Is Your Company Digital?

Image by Pete Linforth from Pixabay

The companies that I work with, both in my research and my consulting engagements, are all going through a digital transformation. These companies are looking to become digital companies rather than whatever they were before. In this journey, however, there is an interesting question that comes up on a regular basis: what does it mean to be a digital company?

The naive and obviously wrong answer is to assume that using digital solutions, such as email, websites, video conferencing, social media or even chatbots, would make you a digital company. Although all these solutions are based on software, most would agree that using these do not make you a digital company.

When reflecting on the question of what makes a company digital and, admittedly, looking around on the internet how others think about this, I identified eight characteristics of digital companies and I’ll discuss those below.

First, digital companies use data-driven decision making rather than opinion-based decision making. Many of us have spent countless hours in meetings discussing the perceived advantages and disadvantages of certain alternatives, but the discussions were entirely based on the opinions of the participants that, though based on experience, frequently were not at all relevant to the situation at hand. Digital companies aim to take decisions based on data.

The second characteristic is concerned with relentless experimentation.
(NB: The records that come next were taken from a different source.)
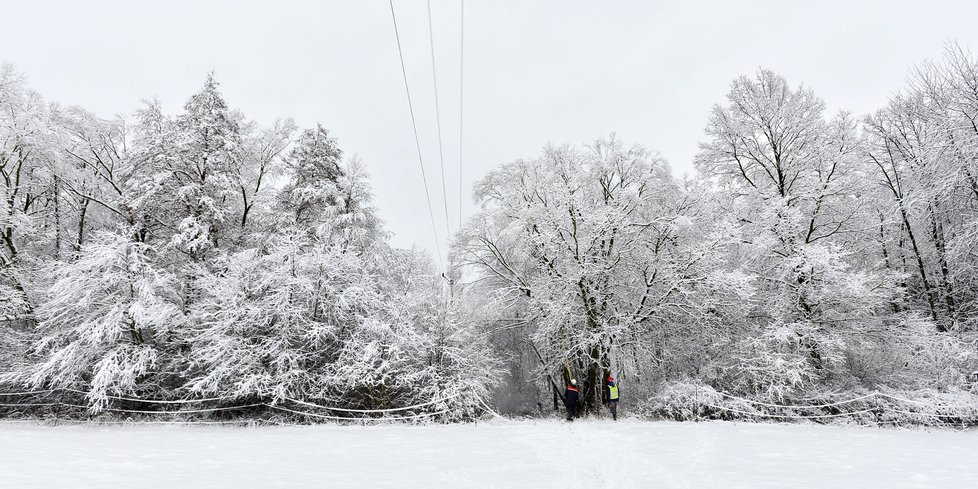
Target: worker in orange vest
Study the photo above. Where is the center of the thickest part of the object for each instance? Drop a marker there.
(611, 397)
(571, 396)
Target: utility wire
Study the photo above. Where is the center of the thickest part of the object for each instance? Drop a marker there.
(417, 141)
(461, 108)
(441, 152)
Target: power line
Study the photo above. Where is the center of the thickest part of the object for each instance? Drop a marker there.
(417, 141)
(441, 152)
(461, 108)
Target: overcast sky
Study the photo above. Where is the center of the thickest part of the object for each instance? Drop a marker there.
(535, 71)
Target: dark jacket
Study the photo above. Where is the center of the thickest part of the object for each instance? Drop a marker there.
(571, 395)
(607, 392)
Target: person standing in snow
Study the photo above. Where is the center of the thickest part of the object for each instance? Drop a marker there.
(611, 397)
(571, 396)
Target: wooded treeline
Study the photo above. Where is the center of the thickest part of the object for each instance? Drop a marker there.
(812, 253)
(201, 254)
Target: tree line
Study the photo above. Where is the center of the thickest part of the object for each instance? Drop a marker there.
(169, 256)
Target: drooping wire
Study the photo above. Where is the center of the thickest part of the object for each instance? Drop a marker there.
(417, 140)
(461, 108)
(441, 152)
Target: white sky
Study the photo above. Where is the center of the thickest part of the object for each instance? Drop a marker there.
(535, 71)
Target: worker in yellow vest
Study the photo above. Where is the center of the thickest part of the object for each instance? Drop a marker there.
(611, 397)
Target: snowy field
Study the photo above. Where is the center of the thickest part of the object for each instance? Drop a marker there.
(498, 454)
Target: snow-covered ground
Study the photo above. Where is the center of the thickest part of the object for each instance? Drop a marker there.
(513, 454)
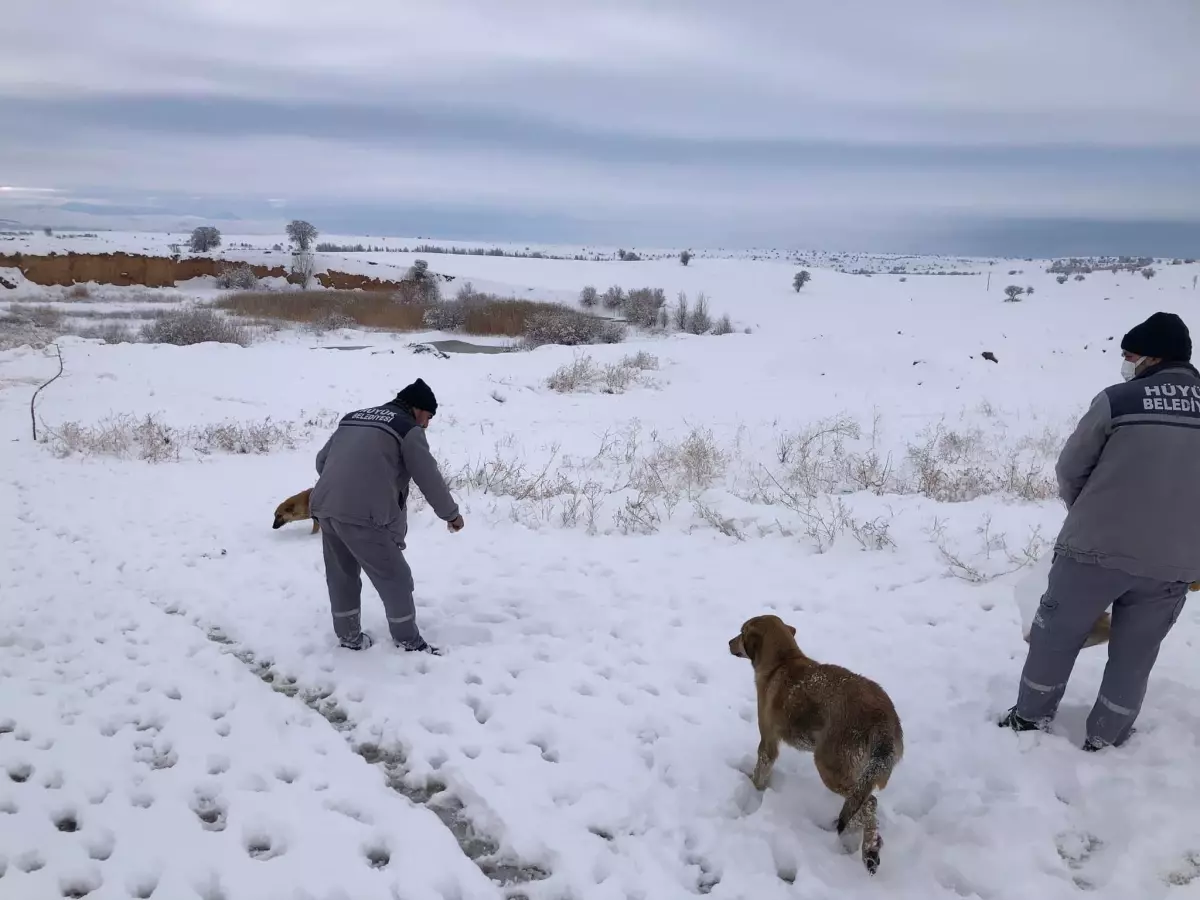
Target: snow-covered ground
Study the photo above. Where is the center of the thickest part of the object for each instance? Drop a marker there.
(177, 721)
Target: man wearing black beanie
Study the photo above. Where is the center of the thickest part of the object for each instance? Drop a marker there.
(365, 473)
(1129, 475)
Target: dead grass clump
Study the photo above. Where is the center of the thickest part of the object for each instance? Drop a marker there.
(393, 311)
(40, 316)
(583, 375)
(237, 276)
(108, 333)
(569, 328)
(149, 439)
(184, 328)
(575, 376)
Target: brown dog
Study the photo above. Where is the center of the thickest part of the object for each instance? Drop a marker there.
(295, 509)
(847, 721)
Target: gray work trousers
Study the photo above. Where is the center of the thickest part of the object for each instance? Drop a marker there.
(1144, 610)
(353, 549)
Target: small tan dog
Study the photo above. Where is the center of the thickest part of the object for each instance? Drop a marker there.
(847, 721)
(295, 509)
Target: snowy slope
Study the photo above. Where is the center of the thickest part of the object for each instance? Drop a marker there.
(167, 658)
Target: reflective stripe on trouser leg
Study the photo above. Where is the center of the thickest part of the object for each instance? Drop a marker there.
(1140, 621)
(1077, 595)
(382, 559)
(343, 580)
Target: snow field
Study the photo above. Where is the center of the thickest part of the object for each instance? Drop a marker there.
(588, 733)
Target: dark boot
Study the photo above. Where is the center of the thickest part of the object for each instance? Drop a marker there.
(1012, 720)
(419, 646)
(358, 643)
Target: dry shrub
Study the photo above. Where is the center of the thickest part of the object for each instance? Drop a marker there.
(149, 439)
(394, 311)
(562, 325)
(237, 277)
(184, 328)
(41, 316)
(575, 376)
(109, 333)
(493, 316)
(583, 373)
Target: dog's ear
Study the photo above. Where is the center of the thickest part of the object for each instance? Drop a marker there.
(751, 642)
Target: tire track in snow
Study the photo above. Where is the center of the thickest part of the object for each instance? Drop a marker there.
(479, 847)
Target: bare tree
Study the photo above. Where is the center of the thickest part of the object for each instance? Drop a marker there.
(699, 321)
(204, 239)
(304, 267)
(613, 298)
(425, 280)
(301, 233)
(681, 313)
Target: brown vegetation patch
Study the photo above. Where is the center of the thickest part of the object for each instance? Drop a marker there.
(333, 309)
(127, 269)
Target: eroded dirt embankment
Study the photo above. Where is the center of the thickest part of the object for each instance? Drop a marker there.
(130, 269)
As there are many situations where the data required for decision making is not readily available, the solution is to experiment with the alternatives that are considered with the intent of collecting the data required for data-driven decision making. Experimentation can be achieved by A/B/n testing, but also through quasi-experiments or more qualitative means such as simply trying things out in customer meetings.

Third, digital companies continuously strive for fast feedback loops. The time between taking a decision and having the data to determine the effect of a decision should be as short as possible. This facilitates data-driven decision making as I discussed in an earlier article.

The combination of fast feedback loops and data-driven decision making leads digital companies to pushing decision making down in the organization. Whereas traditional, hierarchical organizations thrive on pushing decisions up in hierarchy, this is problematic for two reasons. First, it slows decision making down as those higher in the christmas tree get overwhelmed with request for their time. Second, the decision maker is very far from the actual problem at hand and is not aware of the reality on the ground and consequently the quality of decision making tends to be poor. Digital companies solve this by pushing decision to the team that actually works with the issue at hand.

Fifth, digital companies are very intentional about strategic data collection. The ambition to base decisions on data causes these companies to start to collect data concerning likely future decisions early so that the required data is available when necessary. That doesn’t mean that digital companies collect all possible data, but these companies rather collect too much than too little data.

Sixth, the data that digital companies have available tends to be stored in one location and this data is accessible and fully transparent for everyone in the company. The notion of a unified data warehouse is an important aspect ignored by many traditional companies where data is spread out through the company, has undefined and conflicting semantics associated with it and is only accessible to the folks in that part of the company.

As the seventh property, digital companies focus on pervasive automation. Any task that is even remotely repetitive is a candidate for automation. The human talent in the company is directed to those tasks where human skills such as creativity, problem solving and initiative are required and everything else is, wherever possible, automated.

Finally, digital companies tend to have job descriptions that are not even found in traditional companies. Although a traditional company may have data scientists and most certainly will have product managers and engineers, the actual jobs that people with the same job title have in digital companies is quite different.

Concluding, digital companies exhibit a set of characteristics that differentiate these companies from traditional companies. These characteristics touch the culture, norms, values and beliefs as well as the ways of working, i.e. the “soft” aspects, as much if not more as the “hard” aspects of the company, such as software, data and AI. So, when going through the digital transformation and aspiring to become a digital company, make sure to focus on these characteristics as the more visible, hard evidence is actually a consequence and effect of these “soft” aspects and not the other way around.